I went out on a limb last week, and now it's time to see how that decision played out.

  • I predicted that Five Below (FIVE 0.51%) would move higher on the week. The deep discounter that offers trendy and fashion-friendly items for $5 or less has been a hit with young shoppers, and it was reporting quarterly results. How did it go? Well, Five Below shares slipped after posting weak sales and uninspiring guidance. In fact, Five Below shares closed lower every single trading day of the week. I was wrong.
  • I predicted that the tech-heavy Nasdaq would outperform the Dow Jones Industrial Average. (^DJI -0.11%). This has been a tricky call lately, so how did it play out this time? Well, this was a flat trading week for stocks. The Nasdaq moved 0.1% higher, beating out the Dow and its 0.4% slide. I was right.
  • My final call was for Ambarella (AMBA 3.18%) to beat Wall Street's income estimates in its latest quarter. The provider of video-processing chips found in high-def cameras has been routinely beating Wall Street projections over the past year. I was banking on a repeat performance. It didn't disappoint, serving up a profit of $0.37 a share, blowing past the $0.29 the pros were forecasting. I was right.

Two out of three? I can do better. Let me once again whip out my trusty, dusty, and occasionally accurate crystal ball to make three calls that may play out over the next few trading days.

1. Pandora will move lower on the week
Pandora (P) has been on fire lately. The leading music streaming service moved slightly higher this past week, fueled by encouraging metrics for November.

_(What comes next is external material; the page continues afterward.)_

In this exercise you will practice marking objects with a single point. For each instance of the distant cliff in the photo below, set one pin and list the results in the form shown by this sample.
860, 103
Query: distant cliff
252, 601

However, Pandora's unique listeners are still not up to September's levels, which just happens to be when iTunes Radio rolled out. The new week should prove interesting as Beats Music nears its January launch and -- more importantly -- Spotify has a press conference slated for Wednesday, during which it's widely expected to introduce a free mobile streaming option. 

My first call is for Pandora's stock to move lower this week.

2.The Nasdaq Composite will beat the Dow this week
Tech has been a big winner in recent years, so betting on tech over stodgy blue chips has been a good bet for me more often than not. I'm going to stick with this pick, even if it's been a bad bet a few times lately. This is the time for Nasdaq's growth stocks to shine. The market is ripe for the tech-stacked secondary stocks to continue to outpace the 30 megacaps that make up the Dow Jones Industrial Average.

3. lululemon athletica will beat Wall Street's earnings estimates
Some stocks are just flat-out better than others.

lululemon athletica (LULU -0.03%) is a retailer of upscale yoga and workout apparel. The chain has been able to grow quickly given the brand's appeal and its stylish sense of athletic wear fashion. Another thing it does is make analysts look like perpetual underachievers. If analysts say the company posted a profit of $0.41 a share in its latest quarter, I'll argue that it held up better than that. History's on my side!

One of my best tricks to beating the market is finding stocks that perpetually land ahead of the prognosticators. Let's go over the past year of earnings reports.

Quarter

EPS Estimate

EPS

Surprise

Q3 2013

$0.37

$0.39

5%

Q4 2013

$0.74

$0.75

1%

Q1 2014

$0.30

$0.32

7%

Q2 2014

$0.35

$0.39

11%

Source: Thomson Reuters.

Things can change, of course. The retailer has had a rocky year. It had an embarrassing recall of its proprietary yoga pants back in May because they were too sheer, and a few months later its celebrated CEO stepped down.

However, it's hard to argue against the trend. Everything seems to be falling into place for another market-thumping quarter on the bottom line.